No, non è vero che l'Arabia Saudita non abbia rubato nulla, resistendo, sorpassando, costruendo un muro con il cemento dell'eroismo pallonaro e tenendolo su, pur con qualche crepa, fino al 15esimo minuto di recupero. No, non è vero. Se da una parte la squadra del coach playboy Renard ha scritto l'ennesima pagina che mai avremmo immaginato, noi, come il più ottimista dei tifosi sauditi, dall'altra ha rubato eccome. E non perché alla fine, l'Argentina abbia creato e segnato e segnato ancora senza mai riuscire ad aggirare la millimetrica e spietata trappola del Var. E neanche perché due prodezze due, una delle quali col piede sbagliato – il gol in diagonale di Al-Shehri – e l'altra all'apice del talento di Al-Dossari - uno dal piede educatissimo ma vatti a immaginare quel gol pazzesco – hanno inchiodato l'Albiceleste, seconda grande favorita del torneo dietro al Brasile. E nemmeno perché cinque minuti di follia difensiva degli argentini, rientrati in campo nella ripresa come una banda di turisti al termine di una gita, abbiano confezionato l'incubo. No, non è per questo.

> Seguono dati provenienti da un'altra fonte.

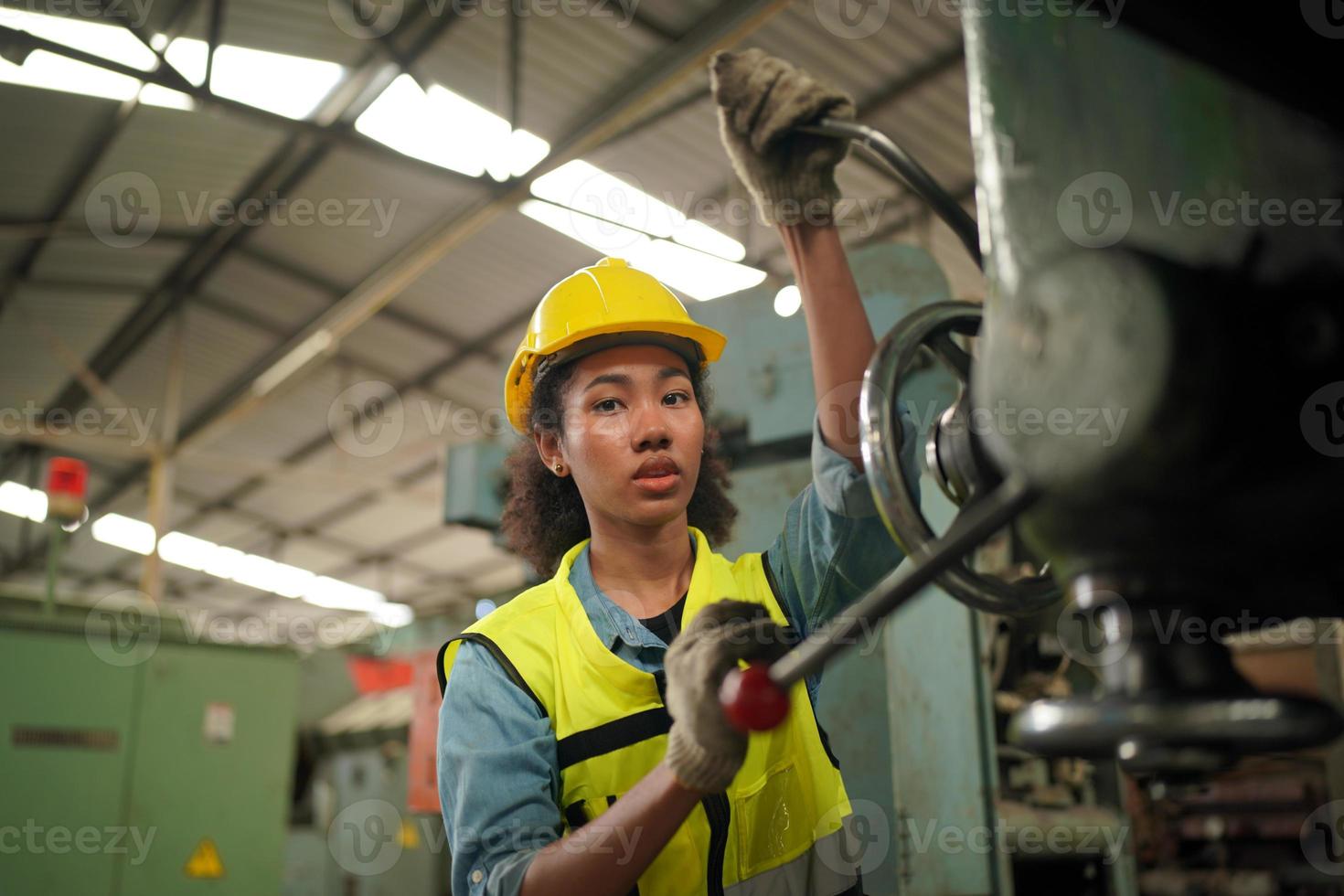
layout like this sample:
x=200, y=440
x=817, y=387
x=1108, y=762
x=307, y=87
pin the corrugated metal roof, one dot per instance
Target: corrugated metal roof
x=484, y=286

I piccoli grandi eroi sauditi, hanno saccheggiato il tempio del dio del pallone. Hanno rubato un pezzo del sogno di Leo Messi. Sì, Leo, al quinto tentativo mondiale per quella che, nel marzo del 2018, all'alba del mondiale russo, definì "un'ossessione, un chiodo fisso". E cioè essere finalmente, definitivamente, all'altezza di Diego, facendo quello che ha fatto Diego: vincere un Mondiale. Il popolo dei romantici del pallone, compreso chi scrive, tifa per lui, per Leo.
Un ragazzo diventato uomo e ora 35enne che sa ancora custodire un sogno da fanciullo e che sa farsi amare a prescindere da maglia e bandiera. Un 'Diez' che insegue il Diez della leggenda, Maradona, la sua luce, fonte di ispirazione e modello da imitare. Leo che vince il Mondiale, piange, alza la Coppa quanto sarebbe bello? Quanta pelle d'oca e quante lacrime da versare, anche per noi che siamo orfani in questo Mondiale? E invece no, riecco l'ossessione, stavolta in maglia verde come lo era stata quella del Camerun a Italia90, quando Francois Omam-Biyik la mise alle spalle di Nery Pumpido. Quel Camerun segnò quando era in dieci e la finì in nove. E l'Argentina finì ko ma alla fine giocò una finale persa con la Germania che doveva essere nostra, ricorderete no?
Il Camerun però scrisse una pagina da leggenda assai più profonda di questa, perché oggi il calcio è cambiato, i testa-coda delle big non sono più una rarità e il pallone africano non è certo quello di 30 anni fa. E allora rieccola l'ossessione con il numero 10 sulle spalle. No, non il Diez di Leo Messi. E neanche quello di Diego. No, è il 10 di Salem Al-Dossari, talentuoso eroe saudita che ha rubato il sogno di Leo e quel motto che lo accompagna da sempre: “Impossible is nothing”. Niente è impossibile.